BostonUrbEx wrote:Torch the diesels.
MNRR M2s built in the 1970s have a 12-month MDBF equivalent to the highest MDBF the 4-year-old MBTA HSP46s have ever seen, and the rest of the MBTA fleet fails more than twice as often. The M2s YTD MDBF exceeds 63k miles. The new M8s have MDBFs of 215k miles for both 12-month and YTD average.
While comparing vehicles of similar age, you aren't comparing the whole propulsion system. With a diesel, the entire propulsion system is self-contained. The diesel generates its own electricity, so when something goes wrong with the engine's ability to go, it is blamed on the engine. However, with electric units the power has to be picked up from somewhere outside the unit. When the source of traction power fails in an electrified system, it is treated as an infrastructure failure and not an engine failure.
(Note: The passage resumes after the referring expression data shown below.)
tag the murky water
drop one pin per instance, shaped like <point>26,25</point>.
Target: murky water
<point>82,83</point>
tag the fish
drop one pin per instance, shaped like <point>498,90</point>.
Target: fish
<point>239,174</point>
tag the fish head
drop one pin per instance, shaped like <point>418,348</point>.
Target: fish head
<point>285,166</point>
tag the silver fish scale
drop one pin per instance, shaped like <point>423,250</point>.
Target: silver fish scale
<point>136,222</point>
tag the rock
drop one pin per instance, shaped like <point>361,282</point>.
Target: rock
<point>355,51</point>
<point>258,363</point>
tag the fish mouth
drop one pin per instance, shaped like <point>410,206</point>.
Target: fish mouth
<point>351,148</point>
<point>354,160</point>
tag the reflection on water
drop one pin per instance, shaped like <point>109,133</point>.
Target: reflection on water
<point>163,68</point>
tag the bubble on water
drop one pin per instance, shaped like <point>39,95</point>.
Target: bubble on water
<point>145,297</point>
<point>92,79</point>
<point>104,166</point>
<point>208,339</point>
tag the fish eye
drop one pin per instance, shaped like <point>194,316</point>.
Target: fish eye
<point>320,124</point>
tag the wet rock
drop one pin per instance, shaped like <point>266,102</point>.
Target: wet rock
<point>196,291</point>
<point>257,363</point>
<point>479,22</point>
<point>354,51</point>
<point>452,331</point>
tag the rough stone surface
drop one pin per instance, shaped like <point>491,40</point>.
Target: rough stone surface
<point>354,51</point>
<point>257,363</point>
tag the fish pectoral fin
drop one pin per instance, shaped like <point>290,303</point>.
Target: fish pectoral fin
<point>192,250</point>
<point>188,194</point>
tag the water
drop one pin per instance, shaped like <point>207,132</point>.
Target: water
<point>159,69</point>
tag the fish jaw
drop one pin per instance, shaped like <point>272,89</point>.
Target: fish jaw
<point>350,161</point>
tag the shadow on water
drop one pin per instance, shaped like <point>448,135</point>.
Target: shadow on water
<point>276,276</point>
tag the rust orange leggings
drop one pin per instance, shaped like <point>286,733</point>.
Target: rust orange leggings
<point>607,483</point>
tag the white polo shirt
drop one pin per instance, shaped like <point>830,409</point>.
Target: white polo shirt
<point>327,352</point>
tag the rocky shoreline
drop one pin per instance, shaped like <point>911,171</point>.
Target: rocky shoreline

While I agree this is the right way to present it, in order to compare the performance of a conventional railroad and an electrified railroad properly you have to include delays caused by the failure of the electric infrastructure.
MDBF plus power issues has to be considered when comparing electrics to diesels, because ultimately it's about what the passenger experiences in on-time performance. You're only telling half the story when speaking about the equipment. Yesterday, probably the busiest travel day of the year on the Northeast Corridor, was
ground to a halt because of plastic wrap caught up in the wires. None of these delays would be blamed on the locomotives and affect the MDBF. But none of them would have occurred if the wires didn't exist.
So there's more to it than just comparing MDBF.